It then naturally follows that there are several different ways you might approach configuring and maintaining your Docker infrastructure. I'm not even talking about Kubernetes yet!...before leap-frogging into the orchestration layer, I think it's important to develop at least a competent awareness of the Docker "plumbing", configured minimally with "the least number of moving parts", then iterating on this basic structure where necessary to scale to additional use cases.

At present, I've explored just sourcing a bash dotfile (still my favored approach) as well as using docker-compose to essentially script my functions for pulling and running my containers. I've been a bit resistant to the use of docker-compose for this purpose simply due to it's python/pip dependency, which I often find to be less straightforward to install and maintain than I'd generally prefer, especially on CentOS (i.e. yum's dependency on older/insufficient versions of python, and the fact that I'd just rather not have to build/maintain multiple packages unless I have a compelling reason to do so...). At the moment, bash seems to be working just fine for me, so it seems appropriate for me to scale in more of an "event-driven" manner for now.
One specific item that results from spinning up ephemeral container instances as microservices is how to take what exists as stderr/stdout and either ship this to some place where it can be meaningfully represented, or effectively "log" this output for somewhat more persistent reference. This is where the concept of "logging" as specific to Docker emerges as an important consideration. Although much like you would expect, logging in Docker follows a fairly conventional pattern where "log" output is directed, or perhaps re-directed to a system designated suitable for storage/additional processing/relay. Where this idea conceptually differs is that contrary to a vm or bare metal installation, where a conventional log file might be expected to exist/persist, "log" output for a docker microservice typically exists mainly as output to stderr/stdout, since after process invocation and termination, by design all data is flushed and the container is effectively "reset", so that it can again be ran from a configured baseline. However, this log data need not remain as stderr/out, and instead can be "handed off" in a number of ways, for example to an external logging service (either on the host itself, or to another conatainer instance capable of consuming this data and converting it to something meaningful, i.e. a container running Graylog, Fluentd, or more traditionally as rsyslog output to /var/log/messages on the host machine).

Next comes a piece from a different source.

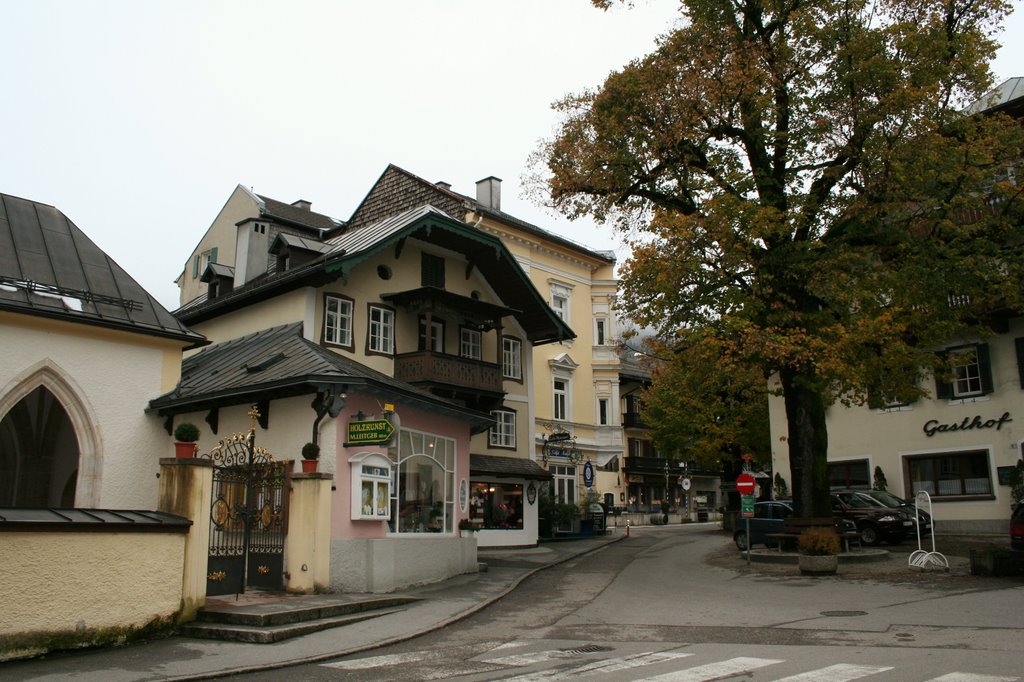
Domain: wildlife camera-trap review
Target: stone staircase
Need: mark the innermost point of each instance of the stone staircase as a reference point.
(265, 617)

This is where it becomes particularly important to settle upon a suitable logging strategy to match your use case, and understand the implications of this choice. This is also where it becomes important to begin understanding the various nuances and differences between the Docker daemon and client, as well as perhaps taking an at least cursory initial inventory of the various endpoints offered by the Docker API.

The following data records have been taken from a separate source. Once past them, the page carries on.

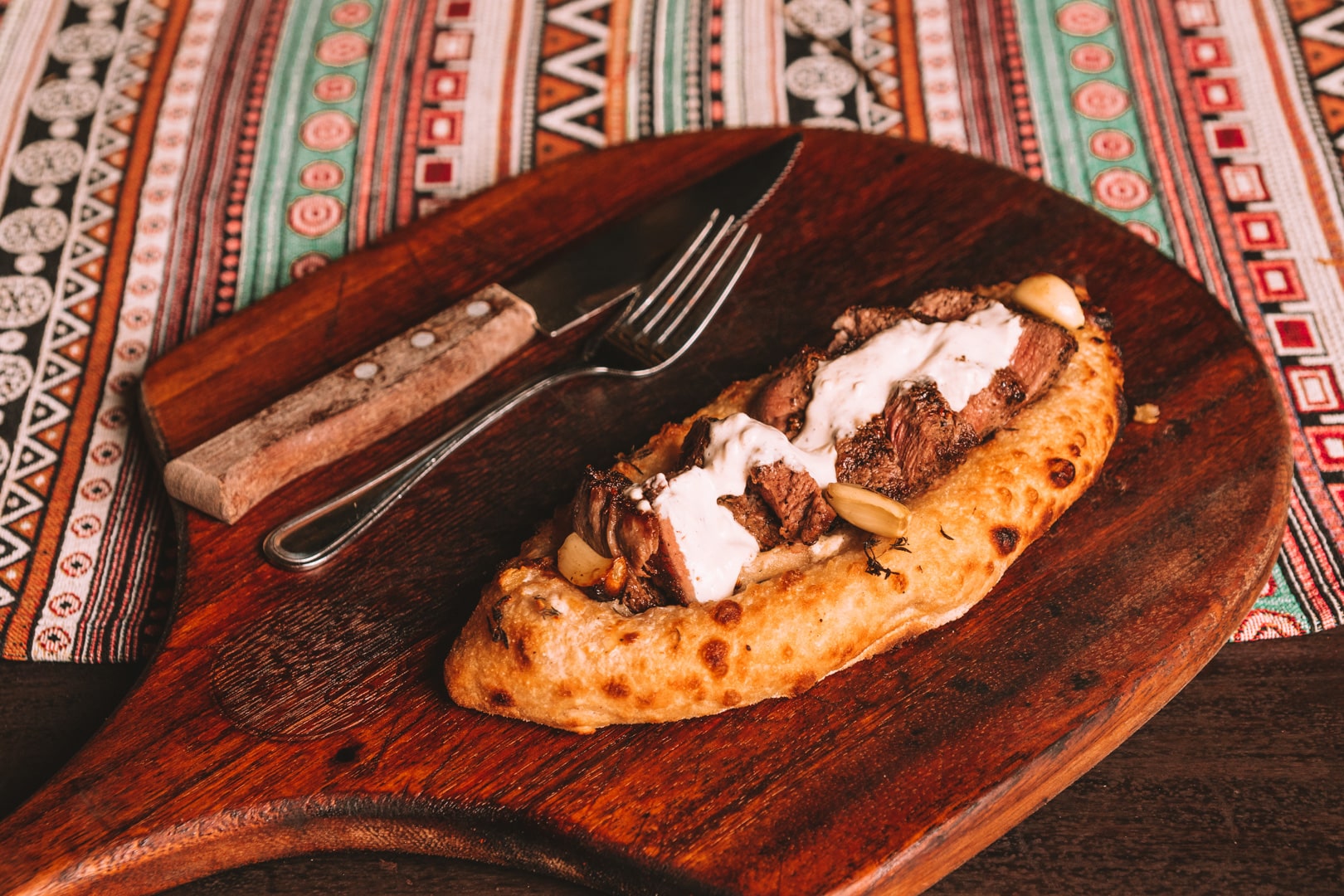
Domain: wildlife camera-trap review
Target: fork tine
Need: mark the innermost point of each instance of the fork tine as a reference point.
(700, 254)
(670, 271)
(706, 282)
(734, 268)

I'll be following up here at some point with a brief assessment as to each of the built-in plugins/log drivers offered by Docker here, ~~as well as (hopefully soon) an "index" of~~ some generally useful curl commands you might use to interact with the API.

Begin Notes Here:

First, if you are running docker in a non-production, testing environment, you're going to get tired of having to preface each and every command with sudo. To make this go away, you can do the following:

Add the docker group if it doesn't already exist:

sudo groupadd docker

Next, add the connected user "$USER" to the docker group. Change the user name to match your preferred user if you do not want to use your current user:

sudo gpasswd -a $USER docker

Either do a newgrp docker or log out/in to activate the changes to groups.
Next, you can use:

docker run hello-world

to check if you can run docker without sudo.

Here's another important observation I feel I can add now after a few months of Docker use:

Storage driver (the thing that allows for containers to write to disk in a more scalable manner than having to specifically mount (and share) manually created disk volumes for each container) availability wholly depends, on which version of the Linux kernel you are using. For instance, if you are using kernel version 3.10.x (the kernel version currently featured in CentOS 7.x), you will only be able to run the Overlay storage driver not the (Docker recommended) updated and more performant Overlay2 driver. Update: With the latest version of Docker, this has now been changed to allow CentOS 7 with kernel 3.10.x full use of Overlay2 (and is now I believe the default on at least CentOS 7.4).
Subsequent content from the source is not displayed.